After you have ascertained the distance that this will take you, you can begin setting a distance to run – but continue to do it in stop-start intervals. After that, you can make it your goal to complete that specific distance with fewer stops, but phase them out gradually.
Preparing for your run involves two things – getting into the correct attire and warming up. Both are essential and if you neglect them then you could not only fail to achieve your goal, but also wind up in quite a lot of pain either from an abdominal stitch or even an injury. A warmup will involve stretching and some aerobic exercise to get your breathing going. In terms of what to wear, there is no need to buy top-quality gear to begin with; light sports clothes and a pair of trainers are all you need.
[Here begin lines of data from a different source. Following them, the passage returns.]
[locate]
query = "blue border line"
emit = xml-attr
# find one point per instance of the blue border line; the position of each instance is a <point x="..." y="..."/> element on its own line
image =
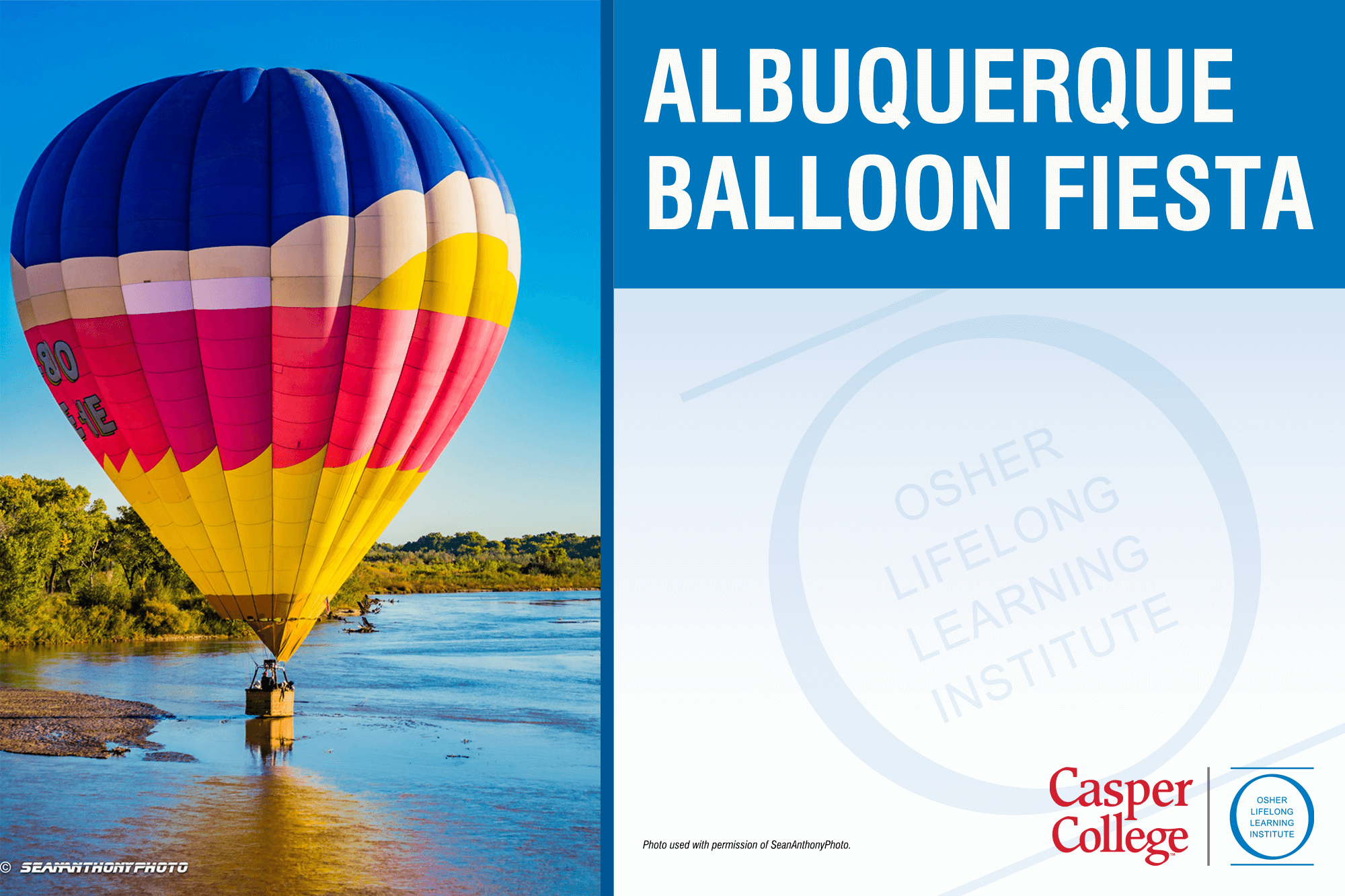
<point x="606" y="503"/>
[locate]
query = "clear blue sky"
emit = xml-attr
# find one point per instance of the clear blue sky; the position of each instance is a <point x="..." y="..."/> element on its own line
<point x="523" y="76"/>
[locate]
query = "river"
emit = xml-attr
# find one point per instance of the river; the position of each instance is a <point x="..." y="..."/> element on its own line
<point x="454" y="751"/>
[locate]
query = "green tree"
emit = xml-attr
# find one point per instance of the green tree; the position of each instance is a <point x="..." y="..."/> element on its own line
<point x="84" y="528"/>
<point x="30" y="538"/>
<point x="142" y="556"/>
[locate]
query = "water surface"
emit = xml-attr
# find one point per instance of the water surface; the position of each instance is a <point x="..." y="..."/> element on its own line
<point x="455" y="751"/>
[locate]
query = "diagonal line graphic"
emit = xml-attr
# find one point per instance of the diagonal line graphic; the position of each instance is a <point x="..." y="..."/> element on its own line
<point x="1219" y="782"/>
<point x="785" y="354"/>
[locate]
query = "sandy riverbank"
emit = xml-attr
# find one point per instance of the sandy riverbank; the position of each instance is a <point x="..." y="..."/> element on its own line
<point x="63" y="723"/>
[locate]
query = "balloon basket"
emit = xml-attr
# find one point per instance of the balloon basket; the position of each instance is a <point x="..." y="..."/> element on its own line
<point x="271" y="692"/>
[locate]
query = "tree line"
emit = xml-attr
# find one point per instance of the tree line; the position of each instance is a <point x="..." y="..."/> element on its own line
<point x="71" y="571"/>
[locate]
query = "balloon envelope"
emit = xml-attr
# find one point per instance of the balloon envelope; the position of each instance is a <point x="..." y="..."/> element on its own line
<point x="266" y="300"/>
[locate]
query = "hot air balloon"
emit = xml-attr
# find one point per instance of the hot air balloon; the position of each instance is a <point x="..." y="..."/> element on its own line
<point x="266" y="300"/>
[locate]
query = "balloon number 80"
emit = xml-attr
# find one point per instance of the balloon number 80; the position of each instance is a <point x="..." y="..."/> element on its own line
<point x="59" y="360"/>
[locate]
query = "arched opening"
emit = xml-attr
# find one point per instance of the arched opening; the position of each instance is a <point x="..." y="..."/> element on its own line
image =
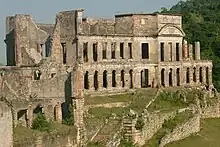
<point x="178" y="77"/>
<point x="162" y="77"/>
<point x="131" y="78"/>
<point x="194" y="74"/>
<point x="114" y="78"/>
<point x="144" y="78"/>
<point x="105" y="82"/>
<point x="187" y="76"/>
<point x="170" y="77"/>
<point x="96" y="86"/>
<point x="207" y="75"/>
<point x="123" y="78"/>
<point x="86" y="80"/>
<point x="200" y="75"/>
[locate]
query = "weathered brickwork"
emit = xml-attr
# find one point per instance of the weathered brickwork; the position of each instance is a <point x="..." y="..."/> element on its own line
<point x="52" y="65"/>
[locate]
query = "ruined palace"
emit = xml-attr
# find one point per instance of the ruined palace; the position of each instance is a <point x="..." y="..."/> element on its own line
<point x="50" y="64"/>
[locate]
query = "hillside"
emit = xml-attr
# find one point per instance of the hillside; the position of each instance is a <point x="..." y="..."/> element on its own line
<point x="201" y="22"/>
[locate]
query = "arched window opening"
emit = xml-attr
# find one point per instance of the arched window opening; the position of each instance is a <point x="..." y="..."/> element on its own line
<point x="123" y="78"/>
<point x="105" y="82"/>
<point x="114" y="78"/>
<point x="86" y="80"/>
<point x="131" y="78"/>
<point x="200" y="75"/>
<point x="96" y="86"/>
<point x="170" y="77"/>
<point x="207" y="75"/>
<point x="194" y="74"/>
<point x="162" y="77"/>
<point x="187" y="76"/>
<point x="178" y="77"/>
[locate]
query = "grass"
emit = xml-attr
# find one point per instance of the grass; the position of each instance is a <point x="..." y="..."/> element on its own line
<point x="171" y="100"/>
<point x="108" y="99"/>
<point x="207" y="137"/>
<point x="167" y="127"/>
<point x="23" y="135"/>
<point x="101" y="112"/>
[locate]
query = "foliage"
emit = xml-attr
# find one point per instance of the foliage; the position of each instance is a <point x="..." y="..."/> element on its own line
<point x="207" y="137"/>
<point x="140" y="123"/>
<point x="126" y="143"/>
<point x="40" y="123"/>
<point x="69" y="120"/>
<point x="167" y="127"/>
<point x="201" y="22"/>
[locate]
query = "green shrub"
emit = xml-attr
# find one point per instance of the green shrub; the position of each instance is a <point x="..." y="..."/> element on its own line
<point x="40" y="123"/>
<point x="69" y="120"/>
<point x="126" y="143"/>
<point x="139" y="124"/>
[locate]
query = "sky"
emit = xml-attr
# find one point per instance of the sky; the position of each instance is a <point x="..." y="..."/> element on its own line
<point x="44" y="11"/>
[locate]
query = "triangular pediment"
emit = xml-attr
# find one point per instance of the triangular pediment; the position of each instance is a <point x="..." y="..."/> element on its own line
<point x="170" y="30"/>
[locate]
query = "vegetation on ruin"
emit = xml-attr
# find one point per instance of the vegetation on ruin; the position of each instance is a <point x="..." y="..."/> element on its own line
<point x="69" y="120"/>
<point x="40" y="123"/>
<point x="108" y="99"/>
<point x="207" y="137"/>
<point x="201" y="22"/>
<point x="140" y="123"/>
<point x="168" y="126"/>
<point x="172" y="100"/>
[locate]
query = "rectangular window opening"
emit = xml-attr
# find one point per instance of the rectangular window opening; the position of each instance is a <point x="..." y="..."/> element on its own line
<point x="162" y="51"/>
<point x="177" y="52"/>
<point x="104" y="51"/>
<point x="85" y="52"/>
<point x="113" y="45"/>
<point x="145" y="50"/>
<point x="95" y="51"/>
<point x="64" y="52"/>
<point x="130" y="50"/>
<point x="170" y="51"/>
<point x="122" y="50"/>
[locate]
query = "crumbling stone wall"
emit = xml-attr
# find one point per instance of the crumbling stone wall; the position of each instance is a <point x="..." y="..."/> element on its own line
<point x="190" y="127"/>
<point x="6" y="131"/>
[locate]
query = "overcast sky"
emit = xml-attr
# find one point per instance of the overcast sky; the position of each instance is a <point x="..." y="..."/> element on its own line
<point x="44" y="11"/>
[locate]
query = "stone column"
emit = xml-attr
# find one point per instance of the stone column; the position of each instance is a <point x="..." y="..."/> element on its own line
<point x="185" y="49"/>
<point x="29" y="116"/>
<point x="58" y="113"/>
<point x="197" y="75"/>
<point x="174" y="77"/>
<point x="80" y="48"/>
<point x="174" y="52"/>
<point x="100" y="81"/>
<point x="197" y="50"/>
<point x="183" y="76"/>
<point x="117" y="50"/>
<point x="137" y="79"/>
<point x="109" y="53"/>
<point x="210" y="75"/>
<point x="166" y="52"/>
<point x="99" y="51"/>
<point x="127" y="80"/>
<point x="91" y="81"/>
<point x="166" y="77"/>
<point x="180" y="51"/>
<point x="90" y="52"/>
<point x="126" y="51"/>
<point x="190" y="51"/>
<point x="109" y="80"/>
<point x="203" y="75"/>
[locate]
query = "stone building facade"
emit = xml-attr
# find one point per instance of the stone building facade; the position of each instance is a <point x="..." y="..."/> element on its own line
<point x="49" y="65"/>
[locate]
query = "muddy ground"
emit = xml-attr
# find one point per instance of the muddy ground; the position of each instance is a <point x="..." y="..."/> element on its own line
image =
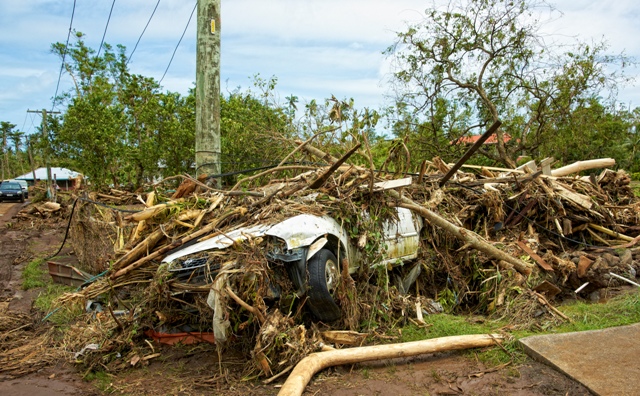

Give Yourself a Few Days to Recover
This one is especially important. Be sure to give yourself a few days to recover between each of your running sessions. For one thing, you can expect sore muscles the next day – this is all but inevitable – so you should give them time to recover. A good number is three days a week to begin with, evenly spaced out. However, if you don’t feel up to that, do not be ashamed to run even less frequently at first (as long as it is regular) and make a goal to increase the frequency.
Pick a Route
One of the things that will keep you coming back to running and prevent you from giving up before you have even started is to make it as enjoyable as possible. And one of the great joys of running is the terrain you can cover and the sights you can take in as you go. So pick a scenic route, whether that be through nature or some of the most beautiful parts of your city. You will almost certainly be able to find recommended running routes online for wherever you live.
And that about wraps up the most important tips for beginning running – a combination of doing it properly and making it as enjoyable as possible. You have all the time in the world to build up to a more challenging routine, so take your time to begin with, and enjoy everything the sport has to offer.